Oder 20 cent bei 20 cm Dicke. Aber das ist fast nichts, denn bei 40 cm Beton/Ziegel OHNE Styropor wären es bei 1,8
(=U-Wert für Beton für 40cm), bei 7200 Watt (also 7,2kW) Diffusion dann über
170 kWh also 20 Euro pro Tag, die (..zumindest an vielen Wintertagen, nicht im Sommer - denn 20 Grad hatten wir ja als Differenz angenommen ;o)
buchstäblich durch die Wände gehen würden.
Da im Endeffekt nicht das Styropor, sondern der Rest (Baggerarbeiten, Gerüstbau, Verputzen, Spezialkleber, Löhne,
andere Arbeiten in dem Zusammenhang....) die teuersten Posten sind, kann man je nach Wahl der Parameter durchaus auf ca.15-20 cm
als optimalen Wert kommen; erst recht, falls teuer mit STROM geheizt wird, denn dann kostet jede erzeugte
(bzw. dann bringt jede nachher gesparte) Wärmemenge 3mal soviel an Geld.
Bild rechts: ungedämmte Wand: die Heizung unter dem Fenster strahlt nach draussen; weitere Wärmebilder
D.h. auch wer nicht unbedingt einen Energiepass benötigt, sollte
überlegen, sein Haus zu dämmen, allein schon des Geldes wegen. Gas, Öl und Strom werden eher teurer als
billiger werden, so dass sich Dämmungsmassnahmen eher früher als später amortisieren dürften.
Um sich einmal sehr anschaulich zeigen zu lassen, wo Wärme verlorengeht, dürfte vor allem die
Thermografie mittels Wärmebildkamera sicherlich ein Verfahren der ersten Wahl sein.
Hier z.B. ein paar Aufnahmen aus der Bauthermografie und anderen Anwendungen, die aufgrund ihrer
Farbgebung neben dem wissenschaftlichen Wert auch oft einen gewissen künstlerischen- und Unterhaltungswert haben.
Der Taupunkt
Man kennt es von einem Glas Bier: es beschlägt, wenn es kalt ist und die Luft genügend feucht ist, weil es die Luft an seiner
Oberfläche abkühlt. Kalte Luft kann aber nur weniger Feuchtigkeit transportieren als warme, daher kondensiert das Wasser dort aus.
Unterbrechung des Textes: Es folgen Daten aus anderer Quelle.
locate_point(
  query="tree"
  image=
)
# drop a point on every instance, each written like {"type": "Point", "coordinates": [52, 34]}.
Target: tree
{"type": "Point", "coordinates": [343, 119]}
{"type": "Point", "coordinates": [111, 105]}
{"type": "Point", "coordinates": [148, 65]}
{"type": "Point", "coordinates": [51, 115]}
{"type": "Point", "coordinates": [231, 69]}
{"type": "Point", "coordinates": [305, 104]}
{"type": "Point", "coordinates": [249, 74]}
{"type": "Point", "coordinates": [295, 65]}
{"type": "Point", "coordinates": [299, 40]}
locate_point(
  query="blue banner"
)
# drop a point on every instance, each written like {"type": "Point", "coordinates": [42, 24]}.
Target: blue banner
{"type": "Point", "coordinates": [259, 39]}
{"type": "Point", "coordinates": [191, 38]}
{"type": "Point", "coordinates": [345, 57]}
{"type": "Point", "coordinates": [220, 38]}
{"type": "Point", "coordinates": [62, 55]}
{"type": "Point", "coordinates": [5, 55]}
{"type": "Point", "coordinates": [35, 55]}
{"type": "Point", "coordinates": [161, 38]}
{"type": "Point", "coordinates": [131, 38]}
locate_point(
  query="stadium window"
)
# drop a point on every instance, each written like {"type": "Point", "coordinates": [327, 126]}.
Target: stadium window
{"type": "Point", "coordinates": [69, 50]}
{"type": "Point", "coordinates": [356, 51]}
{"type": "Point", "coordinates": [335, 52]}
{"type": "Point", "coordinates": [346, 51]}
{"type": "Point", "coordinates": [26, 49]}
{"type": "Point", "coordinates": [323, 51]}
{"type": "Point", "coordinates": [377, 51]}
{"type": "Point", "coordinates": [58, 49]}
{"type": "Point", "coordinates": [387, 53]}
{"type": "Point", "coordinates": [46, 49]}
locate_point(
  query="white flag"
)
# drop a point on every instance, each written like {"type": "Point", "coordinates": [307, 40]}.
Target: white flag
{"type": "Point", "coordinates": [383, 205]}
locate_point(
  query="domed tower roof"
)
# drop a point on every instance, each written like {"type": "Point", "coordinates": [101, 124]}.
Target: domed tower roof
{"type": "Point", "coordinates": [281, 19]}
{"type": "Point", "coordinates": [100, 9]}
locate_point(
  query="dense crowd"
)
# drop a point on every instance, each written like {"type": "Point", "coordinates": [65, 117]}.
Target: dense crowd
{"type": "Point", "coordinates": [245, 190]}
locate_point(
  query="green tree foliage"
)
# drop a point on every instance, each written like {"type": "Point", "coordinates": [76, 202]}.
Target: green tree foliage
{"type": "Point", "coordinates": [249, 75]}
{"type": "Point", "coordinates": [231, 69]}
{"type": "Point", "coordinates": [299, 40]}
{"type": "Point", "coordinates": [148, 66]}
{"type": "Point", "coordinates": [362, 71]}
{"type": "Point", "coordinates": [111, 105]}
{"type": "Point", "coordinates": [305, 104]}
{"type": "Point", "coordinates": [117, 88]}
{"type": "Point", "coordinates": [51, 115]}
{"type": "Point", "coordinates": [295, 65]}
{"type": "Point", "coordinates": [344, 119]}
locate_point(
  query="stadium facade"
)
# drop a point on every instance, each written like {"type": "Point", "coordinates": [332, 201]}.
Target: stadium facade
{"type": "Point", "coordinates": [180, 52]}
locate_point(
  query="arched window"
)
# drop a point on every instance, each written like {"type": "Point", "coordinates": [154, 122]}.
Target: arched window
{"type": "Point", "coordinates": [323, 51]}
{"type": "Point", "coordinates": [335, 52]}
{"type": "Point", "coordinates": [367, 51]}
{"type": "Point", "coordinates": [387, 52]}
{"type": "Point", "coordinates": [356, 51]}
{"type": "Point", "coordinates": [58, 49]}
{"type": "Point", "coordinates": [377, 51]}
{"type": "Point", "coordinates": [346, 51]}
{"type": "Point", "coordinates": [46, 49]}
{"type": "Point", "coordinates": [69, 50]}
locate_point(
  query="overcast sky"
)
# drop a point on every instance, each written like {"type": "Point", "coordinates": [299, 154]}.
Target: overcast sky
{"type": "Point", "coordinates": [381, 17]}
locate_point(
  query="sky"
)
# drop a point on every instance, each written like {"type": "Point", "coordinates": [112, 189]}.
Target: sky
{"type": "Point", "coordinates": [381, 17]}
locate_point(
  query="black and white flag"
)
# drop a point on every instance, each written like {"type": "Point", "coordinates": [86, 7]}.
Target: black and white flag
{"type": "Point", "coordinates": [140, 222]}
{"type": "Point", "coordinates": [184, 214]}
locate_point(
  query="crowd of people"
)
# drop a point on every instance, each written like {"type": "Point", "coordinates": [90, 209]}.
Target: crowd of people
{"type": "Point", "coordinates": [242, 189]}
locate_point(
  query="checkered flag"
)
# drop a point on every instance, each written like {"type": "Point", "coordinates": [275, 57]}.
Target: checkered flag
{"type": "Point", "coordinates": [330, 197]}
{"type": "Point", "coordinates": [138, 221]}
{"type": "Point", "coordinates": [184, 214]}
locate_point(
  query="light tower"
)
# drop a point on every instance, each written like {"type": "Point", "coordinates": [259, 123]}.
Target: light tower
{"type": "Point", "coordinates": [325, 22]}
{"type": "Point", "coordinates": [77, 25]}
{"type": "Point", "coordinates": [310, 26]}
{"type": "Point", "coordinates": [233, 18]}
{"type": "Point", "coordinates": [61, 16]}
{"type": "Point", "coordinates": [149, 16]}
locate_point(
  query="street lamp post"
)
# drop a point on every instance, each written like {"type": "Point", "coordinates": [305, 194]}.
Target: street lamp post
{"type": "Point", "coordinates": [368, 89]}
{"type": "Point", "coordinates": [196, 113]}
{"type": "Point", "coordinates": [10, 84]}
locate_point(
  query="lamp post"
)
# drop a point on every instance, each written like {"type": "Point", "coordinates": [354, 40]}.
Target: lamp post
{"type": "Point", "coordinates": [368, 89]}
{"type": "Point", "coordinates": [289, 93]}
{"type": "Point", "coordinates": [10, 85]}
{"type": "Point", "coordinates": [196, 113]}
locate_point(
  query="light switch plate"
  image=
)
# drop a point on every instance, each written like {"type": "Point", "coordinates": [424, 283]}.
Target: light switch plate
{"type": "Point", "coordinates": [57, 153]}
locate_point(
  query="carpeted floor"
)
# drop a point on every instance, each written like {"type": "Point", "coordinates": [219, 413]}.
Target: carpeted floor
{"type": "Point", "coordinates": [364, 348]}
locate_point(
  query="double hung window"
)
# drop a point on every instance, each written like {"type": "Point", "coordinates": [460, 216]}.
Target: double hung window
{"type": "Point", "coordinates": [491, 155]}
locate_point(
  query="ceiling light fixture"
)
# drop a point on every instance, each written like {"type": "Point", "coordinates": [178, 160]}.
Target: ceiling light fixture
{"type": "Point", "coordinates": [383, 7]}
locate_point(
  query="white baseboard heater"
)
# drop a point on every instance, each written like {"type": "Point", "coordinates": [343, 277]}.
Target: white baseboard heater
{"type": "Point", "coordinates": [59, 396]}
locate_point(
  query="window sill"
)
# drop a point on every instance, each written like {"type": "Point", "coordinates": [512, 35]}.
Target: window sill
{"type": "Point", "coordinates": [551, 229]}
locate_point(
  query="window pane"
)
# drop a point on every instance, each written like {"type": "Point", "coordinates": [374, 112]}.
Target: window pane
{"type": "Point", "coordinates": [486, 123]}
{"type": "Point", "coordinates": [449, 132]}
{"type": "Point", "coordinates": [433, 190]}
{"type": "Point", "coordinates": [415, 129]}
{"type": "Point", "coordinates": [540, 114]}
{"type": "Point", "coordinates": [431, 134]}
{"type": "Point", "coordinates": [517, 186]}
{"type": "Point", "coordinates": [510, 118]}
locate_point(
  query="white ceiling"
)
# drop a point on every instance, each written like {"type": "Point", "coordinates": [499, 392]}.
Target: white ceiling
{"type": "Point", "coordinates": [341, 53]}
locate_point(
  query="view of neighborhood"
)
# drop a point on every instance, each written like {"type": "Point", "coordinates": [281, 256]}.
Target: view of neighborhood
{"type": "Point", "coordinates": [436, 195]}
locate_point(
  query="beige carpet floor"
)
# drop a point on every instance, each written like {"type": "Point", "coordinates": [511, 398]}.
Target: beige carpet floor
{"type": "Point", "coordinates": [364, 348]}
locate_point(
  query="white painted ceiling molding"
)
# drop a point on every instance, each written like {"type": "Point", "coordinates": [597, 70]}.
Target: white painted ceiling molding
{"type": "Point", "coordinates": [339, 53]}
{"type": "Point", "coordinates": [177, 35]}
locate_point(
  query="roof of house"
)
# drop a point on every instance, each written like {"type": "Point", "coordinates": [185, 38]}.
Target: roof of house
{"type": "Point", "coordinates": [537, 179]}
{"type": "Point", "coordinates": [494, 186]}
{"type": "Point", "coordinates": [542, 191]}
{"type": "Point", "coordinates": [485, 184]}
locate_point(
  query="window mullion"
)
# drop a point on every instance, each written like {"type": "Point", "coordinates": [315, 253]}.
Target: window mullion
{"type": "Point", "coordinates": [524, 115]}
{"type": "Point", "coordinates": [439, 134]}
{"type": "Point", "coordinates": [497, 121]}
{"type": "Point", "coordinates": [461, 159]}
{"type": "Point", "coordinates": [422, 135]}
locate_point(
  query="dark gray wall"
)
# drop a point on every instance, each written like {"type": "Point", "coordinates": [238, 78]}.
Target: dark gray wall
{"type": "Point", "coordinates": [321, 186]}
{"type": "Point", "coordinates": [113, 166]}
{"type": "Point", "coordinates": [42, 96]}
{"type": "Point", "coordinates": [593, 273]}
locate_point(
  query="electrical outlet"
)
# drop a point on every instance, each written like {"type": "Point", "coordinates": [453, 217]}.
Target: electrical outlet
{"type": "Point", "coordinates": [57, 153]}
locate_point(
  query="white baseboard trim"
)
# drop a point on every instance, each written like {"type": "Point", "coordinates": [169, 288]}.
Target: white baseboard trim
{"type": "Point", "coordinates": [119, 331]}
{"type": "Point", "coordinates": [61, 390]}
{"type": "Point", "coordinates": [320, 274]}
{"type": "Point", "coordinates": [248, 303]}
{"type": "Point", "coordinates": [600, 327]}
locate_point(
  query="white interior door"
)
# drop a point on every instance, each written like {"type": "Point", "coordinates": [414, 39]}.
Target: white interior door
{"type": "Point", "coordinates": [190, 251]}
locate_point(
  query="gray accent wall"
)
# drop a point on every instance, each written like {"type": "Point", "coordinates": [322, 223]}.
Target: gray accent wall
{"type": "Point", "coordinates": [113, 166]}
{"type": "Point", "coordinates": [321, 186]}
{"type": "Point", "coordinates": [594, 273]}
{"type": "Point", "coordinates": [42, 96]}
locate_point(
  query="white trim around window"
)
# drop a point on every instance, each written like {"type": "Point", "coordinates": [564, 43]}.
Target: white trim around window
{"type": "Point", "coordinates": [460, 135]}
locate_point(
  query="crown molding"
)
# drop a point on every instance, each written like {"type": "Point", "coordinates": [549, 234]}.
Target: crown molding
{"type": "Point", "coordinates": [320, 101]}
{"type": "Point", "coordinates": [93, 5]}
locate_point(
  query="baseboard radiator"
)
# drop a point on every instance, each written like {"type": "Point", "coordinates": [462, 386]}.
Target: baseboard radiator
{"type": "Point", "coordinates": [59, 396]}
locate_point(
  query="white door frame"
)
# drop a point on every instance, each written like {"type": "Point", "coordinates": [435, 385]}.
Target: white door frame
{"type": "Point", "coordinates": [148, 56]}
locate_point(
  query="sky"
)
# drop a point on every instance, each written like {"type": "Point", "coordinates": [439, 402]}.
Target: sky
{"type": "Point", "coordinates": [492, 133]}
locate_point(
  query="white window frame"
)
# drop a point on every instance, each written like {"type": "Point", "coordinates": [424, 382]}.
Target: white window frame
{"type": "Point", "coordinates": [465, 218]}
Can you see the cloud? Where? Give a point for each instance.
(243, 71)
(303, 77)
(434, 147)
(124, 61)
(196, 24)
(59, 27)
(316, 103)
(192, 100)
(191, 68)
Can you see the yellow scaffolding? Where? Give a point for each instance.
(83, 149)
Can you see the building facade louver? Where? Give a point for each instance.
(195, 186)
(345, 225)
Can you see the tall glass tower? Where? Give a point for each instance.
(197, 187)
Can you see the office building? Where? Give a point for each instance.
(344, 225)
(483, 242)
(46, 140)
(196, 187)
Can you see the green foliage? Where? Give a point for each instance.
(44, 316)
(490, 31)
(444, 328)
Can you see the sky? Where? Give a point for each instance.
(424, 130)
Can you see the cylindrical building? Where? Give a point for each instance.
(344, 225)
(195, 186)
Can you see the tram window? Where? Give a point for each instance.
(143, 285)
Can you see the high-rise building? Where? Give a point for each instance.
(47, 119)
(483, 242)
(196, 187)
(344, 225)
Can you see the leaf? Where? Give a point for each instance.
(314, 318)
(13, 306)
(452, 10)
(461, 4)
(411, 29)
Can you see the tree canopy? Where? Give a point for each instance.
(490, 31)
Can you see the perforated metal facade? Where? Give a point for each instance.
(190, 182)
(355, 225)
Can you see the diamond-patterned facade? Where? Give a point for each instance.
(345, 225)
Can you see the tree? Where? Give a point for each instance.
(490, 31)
Genau diesen Effekt kann man an und in Wänden haben, was dann bis zur Schimmelbildung führen kann. Der grosse Vorteil einer Styroporisolierung (oder jeder vernüftig gemachten Aussendämmung) ist,
dass man den Taupunkt von der Wand weg nach draussen verschieben kann, so dass er dann rechnerisch irgendwo mitten in der Styropor-Isolierung liegt, wo er nicht mehr viel anrichten kann.
Und genau das ist das Problem, wenn man (in manchen Fällen geht es nicht anders) von innen statt von aussen dämmt, dann kondensiert das Wasser oft hinter der Dämmung auf der Innenseite der kalten Aussenwand.
Daher kann man Styropor von Aussen einfach aufkleben, ohne es hinterlüften zu müssen; jede Hinterlüftung würde zwangsläufig ausserdem einen guten Teil der Dämmung
wieder zunichte machen, da dort dann Luft erwärmt und abtransportiert wird.
Summary: thermal insulation of a house in the Austrian Alps with 2/3ft. (8 inches) -Styropor® insulation panels.